Tahir Karmali let us in on the making of his exhibition ‘Value’ opening at Kuona Trust on the 27th of February 2014
Before embarking on this project I was certain about the concept and execution. Though like any project – its meaning and worth would change over time. After handing in my proposal and gaining approval, I found myself trying to convince myself that the project is genuine and not contrived. It was 4 months of formalities before I would commence putting the exhibition together. That was four months of self-doubt and fear that the initial idea was not as good as I thought it would be.
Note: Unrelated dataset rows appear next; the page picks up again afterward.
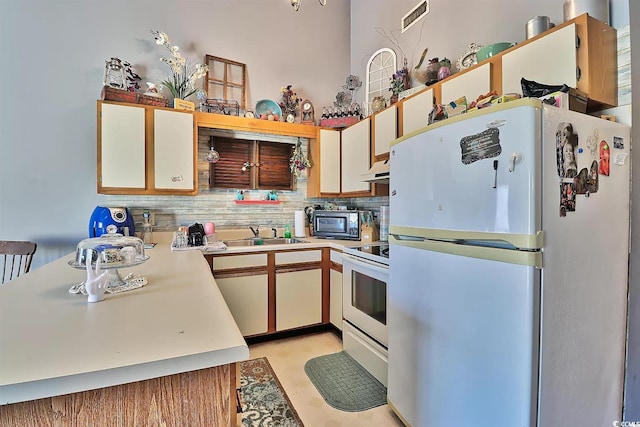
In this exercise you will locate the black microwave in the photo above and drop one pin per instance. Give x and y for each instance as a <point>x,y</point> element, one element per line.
<point>336,225</point>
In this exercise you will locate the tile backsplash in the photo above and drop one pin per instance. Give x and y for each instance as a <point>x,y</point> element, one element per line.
<point>218,205</point>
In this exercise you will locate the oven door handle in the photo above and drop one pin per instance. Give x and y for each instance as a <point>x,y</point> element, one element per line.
<point>364,263</point>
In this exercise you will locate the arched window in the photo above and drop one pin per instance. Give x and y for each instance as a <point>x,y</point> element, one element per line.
<point>380,68</point>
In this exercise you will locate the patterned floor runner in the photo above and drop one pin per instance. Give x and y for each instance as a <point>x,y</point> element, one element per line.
<point>263,401</point>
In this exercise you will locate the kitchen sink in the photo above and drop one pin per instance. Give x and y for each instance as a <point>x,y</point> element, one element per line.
<point>257,242</point>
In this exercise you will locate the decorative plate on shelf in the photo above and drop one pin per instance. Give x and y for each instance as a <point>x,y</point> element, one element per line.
<point>267,106</point>
<point>468,58</point>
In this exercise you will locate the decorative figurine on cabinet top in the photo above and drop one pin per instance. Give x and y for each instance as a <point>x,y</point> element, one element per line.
<point>307,113</point>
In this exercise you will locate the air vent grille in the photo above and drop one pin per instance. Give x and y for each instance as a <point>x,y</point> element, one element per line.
<point>414,15</point>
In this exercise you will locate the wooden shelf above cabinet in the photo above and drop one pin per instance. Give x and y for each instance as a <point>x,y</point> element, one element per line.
<point>221,121</point>
<point>257,202</point>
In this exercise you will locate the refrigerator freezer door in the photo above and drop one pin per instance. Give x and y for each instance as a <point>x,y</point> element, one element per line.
<point>462,340</point>
<point>444,178</point>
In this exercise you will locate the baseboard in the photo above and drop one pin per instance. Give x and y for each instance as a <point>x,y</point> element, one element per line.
<point>294,333</point>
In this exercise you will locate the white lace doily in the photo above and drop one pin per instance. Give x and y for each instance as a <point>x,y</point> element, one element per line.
<point>130,282</point>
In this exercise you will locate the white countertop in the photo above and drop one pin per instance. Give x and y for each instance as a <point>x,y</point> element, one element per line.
<point>53,342</point>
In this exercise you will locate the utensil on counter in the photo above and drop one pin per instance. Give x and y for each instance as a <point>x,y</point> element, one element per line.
<point>598,9</point>
<point>538,25</point>
<point>488,51</point>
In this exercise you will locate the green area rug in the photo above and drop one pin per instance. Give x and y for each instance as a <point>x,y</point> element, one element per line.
<point>262,399</point>
<point>344,384</point>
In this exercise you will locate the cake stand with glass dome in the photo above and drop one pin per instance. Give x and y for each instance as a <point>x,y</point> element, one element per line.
<point>115,251</point>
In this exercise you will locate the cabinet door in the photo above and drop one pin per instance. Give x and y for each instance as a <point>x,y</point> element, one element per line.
<point>356,156</point>
<point>415,111</point>
<point>385,130</point>
<point>549,60</point>
<point>174,150</point>
<point>122,147</point>
<point>471,84</point>
<point>298,299</point>
<point>247,299</point>
<point>329,161</point>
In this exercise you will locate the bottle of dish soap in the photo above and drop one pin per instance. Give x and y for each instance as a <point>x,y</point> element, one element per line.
<point>147,228</point>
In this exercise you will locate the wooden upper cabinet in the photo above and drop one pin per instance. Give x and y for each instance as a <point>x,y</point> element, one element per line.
<point>144,150</point>
<point>549,60</point>
<point>385,130</point>
<point>329,161</point>
<point>324,154</point>
<point>470,84</point>
<point>248,164</point>
<point>121,147</point>
<point>173,151</point>
<point>414,112</point>
<point>580,53</point>
<point>273,170</point>
<point>356,157</point>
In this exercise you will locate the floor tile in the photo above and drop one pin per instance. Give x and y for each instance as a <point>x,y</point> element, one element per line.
<point>288,357</point>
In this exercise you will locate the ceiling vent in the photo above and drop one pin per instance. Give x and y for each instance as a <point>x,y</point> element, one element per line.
<point>414,15</point>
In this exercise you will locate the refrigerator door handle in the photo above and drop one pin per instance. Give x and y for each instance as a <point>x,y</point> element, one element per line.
<point>511,256</point>
<point>517,241</point>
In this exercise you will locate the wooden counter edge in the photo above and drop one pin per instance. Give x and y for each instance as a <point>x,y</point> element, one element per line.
<point>204,397</point>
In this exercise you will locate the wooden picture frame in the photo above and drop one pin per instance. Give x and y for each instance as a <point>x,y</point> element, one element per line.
<point>226,80</point>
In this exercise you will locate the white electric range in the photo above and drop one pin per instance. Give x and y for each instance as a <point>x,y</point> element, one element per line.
<point>365,274</point>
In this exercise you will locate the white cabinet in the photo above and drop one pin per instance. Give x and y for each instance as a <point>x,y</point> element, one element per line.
<point>298,299</point>
<point>243,281</point>
<point>329,161</point>
<point>415,111</point>
<point>298,289</point>
<point>122,147</point>
<point>335,291</point>
<point>356,157</point>
<point>548,60</point>
<point>470,84</point>
<point>247,299</point>
<point>173,150</point>
<point>145,151</point>
<point>580,53</point>
<point>385,130</point>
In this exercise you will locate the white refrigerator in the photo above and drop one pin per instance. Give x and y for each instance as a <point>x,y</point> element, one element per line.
<point>509,233</point>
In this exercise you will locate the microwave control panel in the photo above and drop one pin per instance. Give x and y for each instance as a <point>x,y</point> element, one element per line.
<point>354,225</point>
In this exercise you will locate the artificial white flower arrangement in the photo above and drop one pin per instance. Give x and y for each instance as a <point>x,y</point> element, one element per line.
<point>184,74</point>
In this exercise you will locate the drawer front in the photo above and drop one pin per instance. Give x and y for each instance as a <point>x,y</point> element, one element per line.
<point>239,261</point>
<point>298,257</point>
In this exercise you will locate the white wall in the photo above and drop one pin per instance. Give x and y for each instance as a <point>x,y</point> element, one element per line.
<point>53,52</point>
<point>449,27</point>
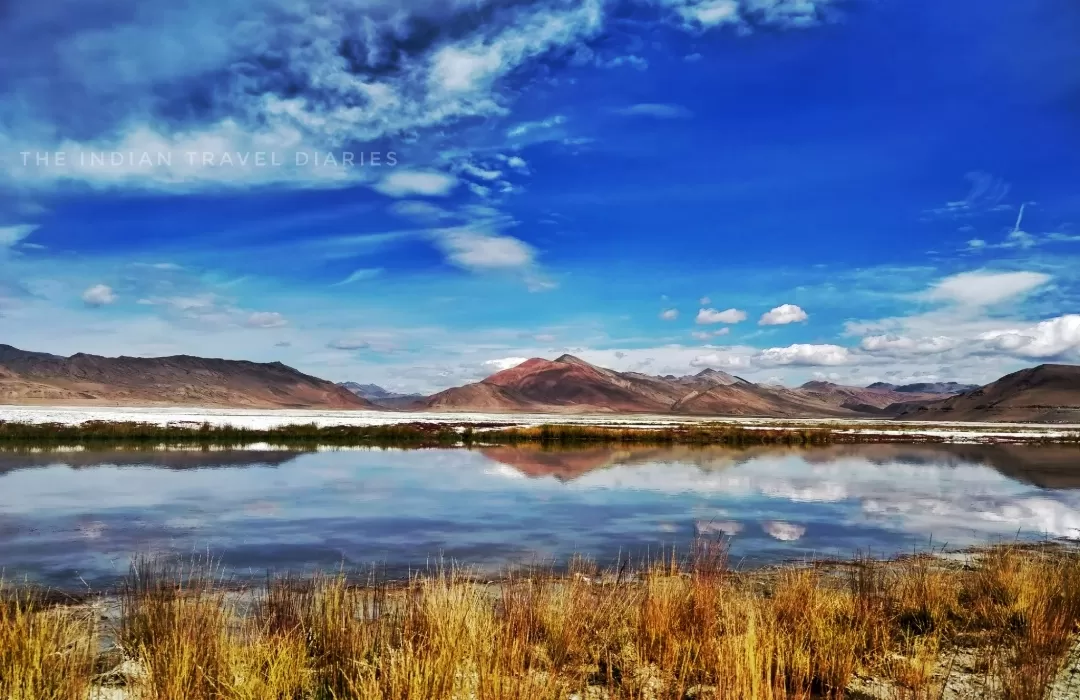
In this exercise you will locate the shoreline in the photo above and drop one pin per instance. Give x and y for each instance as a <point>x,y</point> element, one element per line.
<point>80,425</point>
<point>985,622</point>
<point>490,433</point>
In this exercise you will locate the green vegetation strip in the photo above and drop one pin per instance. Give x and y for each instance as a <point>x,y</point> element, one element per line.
<point>995,627</point>
<point>420,434</point>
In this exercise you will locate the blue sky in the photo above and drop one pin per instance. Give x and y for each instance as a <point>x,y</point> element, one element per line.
<point>785,189</point>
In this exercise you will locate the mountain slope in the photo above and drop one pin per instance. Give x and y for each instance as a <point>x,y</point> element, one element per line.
<point>569,384</point>
<point>1047,393</point>
<point>38,377</point>
<point>926,387</point>
<point>874,399</point>
<point>382,398</point>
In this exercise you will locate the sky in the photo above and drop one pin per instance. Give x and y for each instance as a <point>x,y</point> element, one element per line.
<point>419,192</point>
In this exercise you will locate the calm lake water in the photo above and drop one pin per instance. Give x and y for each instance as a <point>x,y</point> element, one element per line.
<point>72,517</point>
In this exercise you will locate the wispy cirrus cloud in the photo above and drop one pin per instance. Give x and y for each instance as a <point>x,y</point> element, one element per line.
<point>274,77</point>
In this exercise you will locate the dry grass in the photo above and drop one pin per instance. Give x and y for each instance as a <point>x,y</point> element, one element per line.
<point>677,629</point>
<point>46,653</point>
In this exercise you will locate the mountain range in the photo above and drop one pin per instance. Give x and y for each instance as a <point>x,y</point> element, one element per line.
<point>381,396</point>
<point>571,385</point>
<point>1047,393</point>
<point>42,378</point>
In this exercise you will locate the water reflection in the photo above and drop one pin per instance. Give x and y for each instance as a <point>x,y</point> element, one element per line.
<point>79,515</point>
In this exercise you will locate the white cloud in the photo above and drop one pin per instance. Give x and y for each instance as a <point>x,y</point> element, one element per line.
<point>12,234</point>
<point>266,320</point>
<point>712,315</point>
<point>657,110</point>
<point>349,344</point>
<point>1052,338</point>
<point>420,211</point>
<point>361,274</point>
<point>405,183</point>
<point>526,129</point>
<point>784,532</point>
<point>516,162</point>
<point>743,13</point>
<point>481,251</point>
<point>705,335</point>
<point>807,355</point>
<point>98,295</point>
<point>721,361</point>
<point>481,173</point>
<point>982,287</point>
<point>502,363</point>
<point>360,88</point>
<point>898,345</point>
<point>783,314</point>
My project entailed taking photos of Male Sex Workers with their most valued possession. The first thing that scared me was attaining these photos, secondly would they take this seriously and finally would I be finished in time for exhibition. Before taking the photos I was a bundle of nerves scared that my debut exhibition at Kuona was going to fail. “Would anyone take this seriously” was the thought that ran through my head late into the night.
I had finally set a date to take the photos of the MSW at the HOYMAS head quarters. This was the day that had changed my entire outlook in the project and outlook on life. The moment the first portrait was taken – a man holding his college textbooks – my faith in the project was restored.
When I looked at the photo it revealed a depth to the project that I did not think of. It became clear to me that it is not the object itself that one values it is what it represents. i.e. Textbooks = Education. As the day went more I began to realize – that it is not about the viewer taking the project seriously, it was the subjects’ internal debate on what they considered valuable. After the day was done and I sifted through the photos on my camera my own perception of value had changed.
I then realized that for the viewer to understand the exhibit that they must be part of it. So, I decided to ask the viewer – What would you bring the photo shoot?